少年は純粋無垢な瞳で女を見上げる。どこか嬉しそうな女の顔を。
少年は問いかけた。マジックのタネを教えてくれるという話なのにどうしてここへ来たのか?
女は答えなかった。ただただ奥へ向かう。
すると女は立ち止まり、少年の前へしゃがみこんだ。
ミシア「マジックのタネ、教えてあげる。お姉さん、どこからマジックの道具出したか覚えてるかな?」
大きく開いた胸元に、少年は指を指した。
ミシア「うん、そうだね。お利口さん。・・・それじゃあ、お姉さんが教えてあげる・・・」
ゆっくりとボタンに手をかける。少年の目は彼女の胸にくぎ付けである。妖艶に女は少年を誘惑し、そして・・・
響く爆発音。そこにはロケットランチャーを構えたレンの姿があった。
路地裏に大穴が開き、ざわざわと町の人々が集まってくる。壊れた家の残骸の上を乗り越え、レンはミシアへ近づいた。
レン「予想通りだよ。」
ミシア「何が?」
レン「見ての通りだよ。何してた。

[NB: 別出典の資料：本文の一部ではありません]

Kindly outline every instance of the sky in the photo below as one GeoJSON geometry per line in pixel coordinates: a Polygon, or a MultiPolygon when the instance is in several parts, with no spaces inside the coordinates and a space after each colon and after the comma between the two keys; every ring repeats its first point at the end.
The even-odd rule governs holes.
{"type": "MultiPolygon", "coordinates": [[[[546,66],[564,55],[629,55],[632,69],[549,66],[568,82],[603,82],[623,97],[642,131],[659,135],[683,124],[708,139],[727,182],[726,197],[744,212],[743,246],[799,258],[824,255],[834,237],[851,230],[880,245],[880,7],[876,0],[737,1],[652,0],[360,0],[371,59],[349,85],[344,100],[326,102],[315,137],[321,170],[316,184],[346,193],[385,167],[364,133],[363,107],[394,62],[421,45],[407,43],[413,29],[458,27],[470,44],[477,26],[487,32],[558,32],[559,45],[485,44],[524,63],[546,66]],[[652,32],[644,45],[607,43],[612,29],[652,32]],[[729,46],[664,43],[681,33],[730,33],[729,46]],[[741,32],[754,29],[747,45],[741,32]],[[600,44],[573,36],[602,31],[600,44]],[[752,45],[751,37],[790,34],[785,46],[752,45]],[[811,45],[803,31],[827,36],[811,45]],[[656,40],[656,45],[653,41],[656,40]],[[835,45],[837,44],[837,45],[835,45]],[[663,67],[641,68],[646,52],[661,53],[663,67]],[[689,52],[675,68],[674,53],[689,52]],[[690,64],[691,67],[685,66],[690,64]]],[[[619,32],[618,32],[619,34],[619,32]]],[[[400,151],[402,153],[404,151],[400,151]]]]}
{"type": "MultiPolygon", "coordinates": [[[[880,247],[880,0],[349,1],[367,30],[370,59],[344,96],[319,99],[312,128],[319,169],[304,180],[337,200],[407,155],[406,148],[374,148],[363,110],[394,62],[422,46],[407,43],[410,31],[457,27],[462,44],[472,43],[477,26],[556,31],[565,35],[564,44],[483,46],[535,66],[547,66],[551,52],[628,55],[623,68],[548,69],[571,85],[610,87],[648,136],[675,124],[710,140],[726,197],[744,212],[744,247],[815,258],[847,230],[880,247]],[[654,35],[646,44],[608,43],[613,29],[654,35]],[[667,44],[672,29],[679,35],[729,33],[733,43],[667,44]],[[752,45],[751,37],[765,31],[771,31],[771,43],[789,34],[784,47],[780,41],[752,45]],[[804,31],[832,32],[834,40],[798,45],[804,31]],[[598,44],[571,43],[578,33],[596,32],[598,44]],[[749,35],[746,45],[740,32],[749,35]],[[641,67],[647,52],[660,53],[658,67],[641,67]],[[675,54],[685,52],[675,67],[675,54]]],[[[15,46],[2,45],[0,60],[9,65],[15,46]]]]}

」
ミシア「んー?べーつにー?」
レン「・・・あのなぁ、この国割とダラスに近いんだぞ?もし勇者一行が性犯罪犯したなんてなったら旅終了なんだよ。」
ミシア「犯してない!私はただショタに新しい経験をさせてあげようと思っただけ!!!」
レン「だから!そういうことをすんなっつってんだ!!」
ミシア「仕方ないじゃない!滅茶苦茶かわいいショタがいたんだもの!!」
レン「仕方なくねぇよ!!」
ミシア「もう!これからだったのに!!」
レン「間に合って何よりだよ!!ダラス出る前に言っただろ!!もう少し離れた土地でやれって!!!」
ぎゃーぎゃーと騒ぎ立てる二人を囲むように集まった人々は見続けた。
そんな不可思議な光景をさらに遠くからアントリアの国王が見ているのだった。
国王は小さな声で「なるほど」とつぶやいた。
そうして国王は性癖というものを踏まえたうえであまりこの町に来てほしくないと思ったのだった。